SAINT NICHOLAS

The winter holiday of St. Nicholas is the main and universal day of celebration in honor of the saint. The veneration of his memory is extremely great. The tradition of celebrating in his honor is widespread in both the East and the West. Without a doubt, Nicholas is one of the most revered saints in history. Moreover, this veneration extends not only to the entire Orthodox world, but also to the entire Christian world. As a spontaneous reaction to such great glory of one of the saints, the question arises, why are some saints more revered than others?

The answer to this question is revealed in the biblical teaching about man. The Word of God tells us about immortality. Unlike ancient philosophical ideas, in which the immortality of the soul is explained by its natural properties, Scripture speaks of the creation of man in the image of God. The image of God is indestructible. Man is immortal by virtue of his creation by the hand of God. According to the figurative expression of Irenaeus of Lyons (+202), the Hands of God are the Lord Jesus and the Holy Spirit.

The Church’s tradition of understanding sacred texts traditionally distinguishes between the image of God and His likeness. In this sense, the image of God is the same in every person. It is given, consists of various characteristics, is immutable and cannot be destroyed. His likeness is the revelation of the image. Therefore, to a very significant extent, the likeness of God is inherent in the saints. It remains with them when, after death, they physically leave this world.

According to Scripture, man is immortal. At the same time, the immortal man created in the image of God, who has achieved Godlikeness in holiness, lives and continues to live forever. You continue to live and love God, goodness, and neighbors whom you once loved. In the Church, in particular, the prayer to God with a request for help through the intercession of the saints is based on this.
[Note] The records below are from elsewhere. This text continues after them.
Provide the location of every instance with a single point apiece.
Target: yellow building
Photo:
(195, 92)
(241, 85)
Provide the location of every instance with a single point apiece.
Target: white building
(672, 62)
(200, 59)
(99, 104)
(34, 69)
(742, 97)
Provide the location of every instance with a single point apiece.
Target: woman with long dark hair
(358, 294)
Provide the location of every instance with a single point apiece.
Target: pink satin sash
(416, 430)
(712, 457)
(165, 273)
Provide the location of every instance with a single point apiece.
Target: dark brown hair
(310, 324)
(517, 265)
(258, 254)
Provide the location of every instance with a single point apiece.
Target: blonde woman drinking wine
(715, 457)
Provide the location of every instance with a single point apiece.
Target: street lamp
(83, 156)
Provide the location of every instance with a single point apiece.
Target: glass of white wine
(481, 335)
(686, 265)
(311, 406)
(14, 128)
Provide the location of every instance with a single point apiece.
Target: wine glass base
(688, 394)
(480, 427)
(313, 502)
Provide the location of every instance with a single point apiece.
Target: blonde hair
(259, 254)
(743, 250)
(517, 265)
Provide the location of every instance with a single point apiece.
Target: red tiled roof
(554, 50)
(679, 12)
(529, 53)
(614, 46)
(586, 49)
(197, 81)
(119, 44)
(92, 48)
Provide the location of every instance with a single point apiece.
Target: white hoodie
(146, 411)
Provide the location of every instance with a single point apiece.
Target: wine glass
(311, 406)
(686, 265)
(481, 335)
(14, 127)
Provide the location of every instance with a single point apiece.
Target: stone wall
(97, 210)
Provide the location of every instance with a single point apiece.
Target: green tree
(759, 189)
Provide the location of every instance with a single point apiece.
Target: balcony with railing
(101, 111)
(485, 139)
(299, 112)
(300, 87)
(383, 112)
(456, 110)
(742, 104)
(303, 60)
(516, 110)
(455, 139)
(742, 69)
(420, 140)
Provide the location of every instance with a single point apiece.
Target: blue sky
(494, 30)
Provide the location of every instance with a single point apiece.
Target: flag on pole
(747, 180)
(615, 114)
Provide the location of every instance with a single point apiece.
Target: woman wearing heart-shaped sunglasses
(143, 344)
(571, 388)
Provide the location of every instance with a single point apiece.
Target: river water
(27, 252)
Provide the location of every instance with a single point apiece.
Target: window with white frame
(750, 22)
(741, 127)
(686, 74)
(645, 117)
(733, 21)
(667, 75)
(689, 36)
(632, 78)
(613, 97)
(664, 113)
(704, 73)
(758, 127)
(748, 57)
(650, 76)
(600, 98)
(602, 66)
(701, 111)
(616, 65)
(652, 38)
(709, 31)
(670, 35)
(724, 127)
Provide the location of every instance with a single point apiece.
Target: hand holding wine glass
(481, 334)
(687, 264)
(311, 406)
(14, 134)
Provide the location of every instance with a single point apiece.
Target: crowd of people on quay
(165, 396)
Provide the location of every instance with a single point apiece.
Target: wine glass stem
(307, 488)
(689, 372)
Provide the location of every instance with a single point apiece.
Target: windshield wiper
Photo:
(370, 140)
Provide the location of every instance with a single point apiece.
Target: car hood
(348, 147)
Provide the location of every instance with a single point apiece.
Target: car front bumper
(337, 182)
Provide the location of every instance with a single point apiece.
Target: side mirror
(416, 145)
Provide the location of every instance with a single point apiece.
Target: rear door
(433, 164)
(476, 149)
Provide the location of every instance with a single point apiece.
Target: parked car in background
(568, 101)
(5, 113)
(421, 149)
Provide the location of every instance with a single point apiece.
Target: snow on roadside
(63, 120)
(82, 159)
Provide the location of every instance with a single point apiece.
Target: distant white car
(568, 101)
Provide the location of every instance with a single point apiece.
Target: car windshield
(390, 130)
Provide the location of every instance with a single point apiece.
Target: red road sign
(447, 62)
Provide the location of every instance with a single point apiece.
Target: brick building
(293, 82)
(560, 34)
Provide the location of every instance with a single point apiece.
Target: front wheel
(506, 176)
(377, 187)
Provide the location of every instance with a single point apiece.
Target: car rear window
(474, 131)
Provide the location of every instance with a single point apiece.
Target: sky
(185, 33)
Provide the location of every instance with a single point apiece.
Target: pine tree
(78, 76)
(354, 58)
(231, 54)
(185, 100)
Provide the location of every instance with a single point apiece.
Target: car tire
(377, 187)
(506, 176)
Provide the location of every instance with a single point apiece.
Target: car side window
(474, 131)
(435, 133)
At the same time, every person, and especially the saints, remains a living, thinking, loving person even after leaving this world. Therefore, many saints chose to praise God always, “day and night”. Speaking, at the same time, in poetic and biblical language, they seemed to have decided to withdraw from the veneration of people, and after bodily death to preserve the humility that enlivened their souls in their physical life on earth. As it is said in the book of the Apocalypse: “These are they who came out of the great tribulation; they washed their robes and made them white in the blood of the Lamb. For this reason, they now remain before the throne of God and serve Him day and night in His temple, and He who sits on the throne will dwell in them” (Rev. 7:14-15).

These saints, who loved the praise of God most of all, laid their hands on St. Nicholas and entrusted him with intercession for the people. They themselves preferred to remain in the unknown. Great saints and, above all, saints, holy bishops are contemporaries of Nicholas himself.

From the history of the Ancient Church, it is known that just a few decades after the death of St. Nicholas, within the Roman Empire, which then numbered, according to various estimates, approximately fifty million people, there were two thousand Christian canonical bishops. Nikolai was one of them.

Why was Nicholas chosen by his brothers and God for such great service to people among the saints? If we turn to the text of his life, we can be convinced that almost nothing has come down to us from his very biography, that is, from the story of his specific earthly life. His glory of holiness is primarily a posthumous glory of signs and wonders, born of veneration.

Nicholas’ contemporaries, the great holy bishops of the East and West of the Christian world - Basil the Great, Gregory the Theologian, John Chrysostom, Ambrose of Milan, Augustine of Hippo and Leo the Great - did not say anything about Nicholas in their works. While their biographies in certain periods of their lives are known to us almost day by day.

According to his life, the saint was born in 270, that is, he was a confessor of the era of persecution and departed to the Lord in 345. He survived not only the legalization of Christianity under Emperor Constantine (+337), but also saw the First Ecumenical Council of 325, marking the beginning of the era of great dogmatic disputes. But for his contemporaries and his closest descendants, Nikolai remained in obscurity.

This is the method of grace. For his mysterious disappearance from the immediate memory of history was rewarded by God with the great glorification and glory which he received from above to intercede for the whole world.